1.      The open court principle is an important principle that applies to all judicial acts. However, the principle is not absolute and there are exceptions. The issuance of a warrant is an exception because they are done exparte and in camera.

2.      The presumption that the information to obtain be accessible to the public flows from the open court principle. However, it is only a presumption and not absolute.

3.      An exception to the presumption is section 487.3 which allows a sealing order to be made. Where the sealing order extends beyond the execution of the warrant, the order displaces the presumption of access by the public. In these circumstances, the non-accused applicant bears the onus under section 487.3(4) of establishing some basis upon which the court can conclude that the warrant may have been improperly issued.

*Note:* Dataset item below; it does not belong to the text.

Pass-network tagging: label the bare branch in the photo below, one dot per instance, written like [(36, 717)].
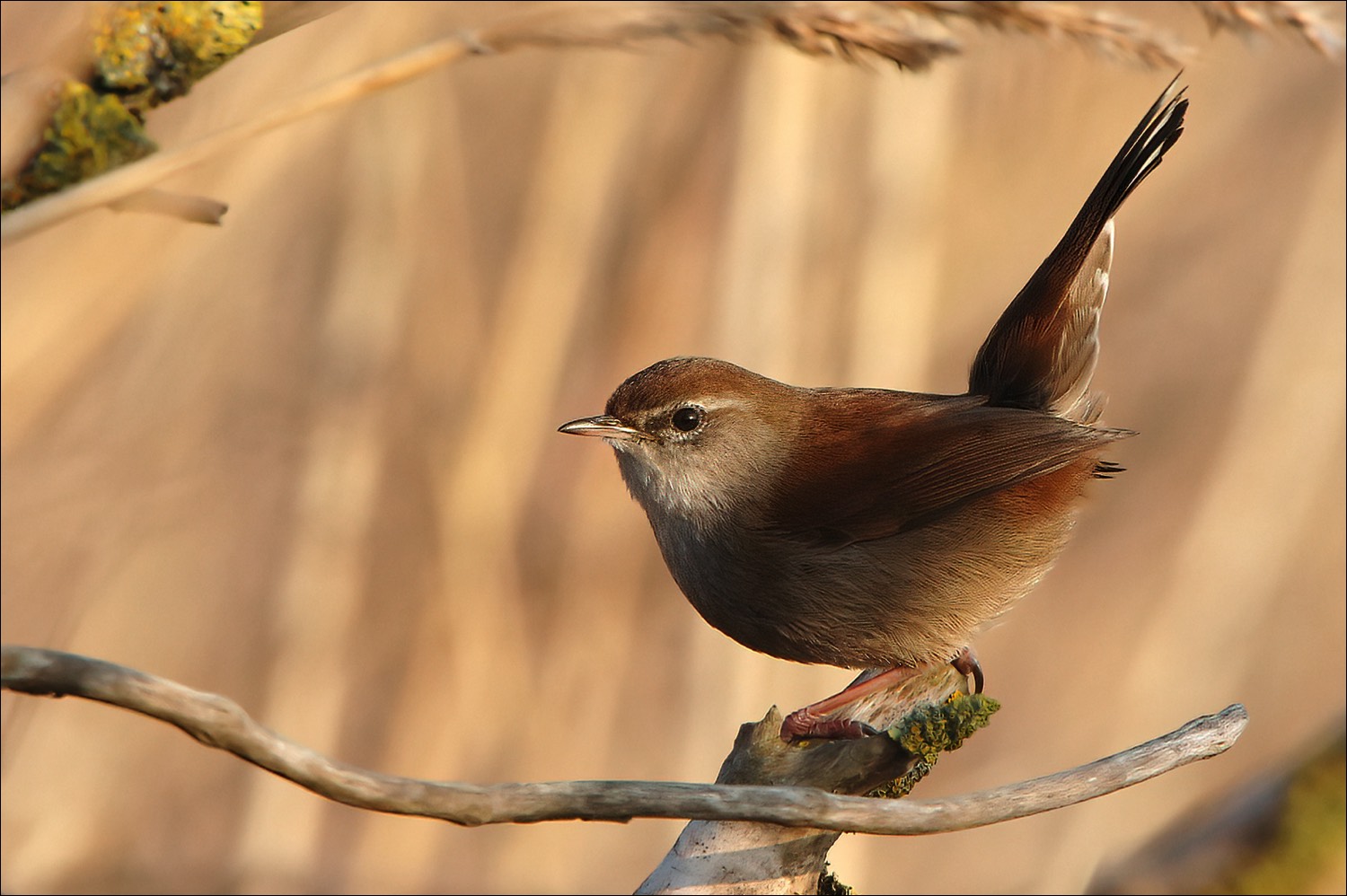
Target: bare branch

2.  Has the onus been discharged?

[19]        In the case at hand, Mr. Paugh argues that the sealing order should be set aside and he and his lawyer should be allowed access, so that his lawyer can advise him “as to the police actions and the basis for the warrant.”  In an affidavit filed by his lawyer’s assistant, he asserts that as more time goes by memories fade, witnesses disappear, and his ability to challenge the actions of the police are prejudiced.  Mr. Paugh does not provide an evidentiary foundation that supports a finding that the warrant might have been improperly issued.

[20]        The Crown on the other hand filed the affidavit of Corporal Harnett, who was the affiant for information to obtain that was sealed.  In that affidavit, Corporal Harnett attests to the fact that the same considerations that applied in support of the sealing order continue to apply, namely, that disclosure would compromise the identity of a confidential informant, reveal the identities of persons of interest, and subvert the ongoing investigation.  Corporal Harnett was not cross-examined, nor was his affidavit challenged.

[21]        Mr. Paugh has not discharged the onus.  Even if I were to accept that the Crown bears the onus of rebutting the presumption of access, which I do not, the Crown has met that onus.

Conclusion

[22]        The application is dismissed.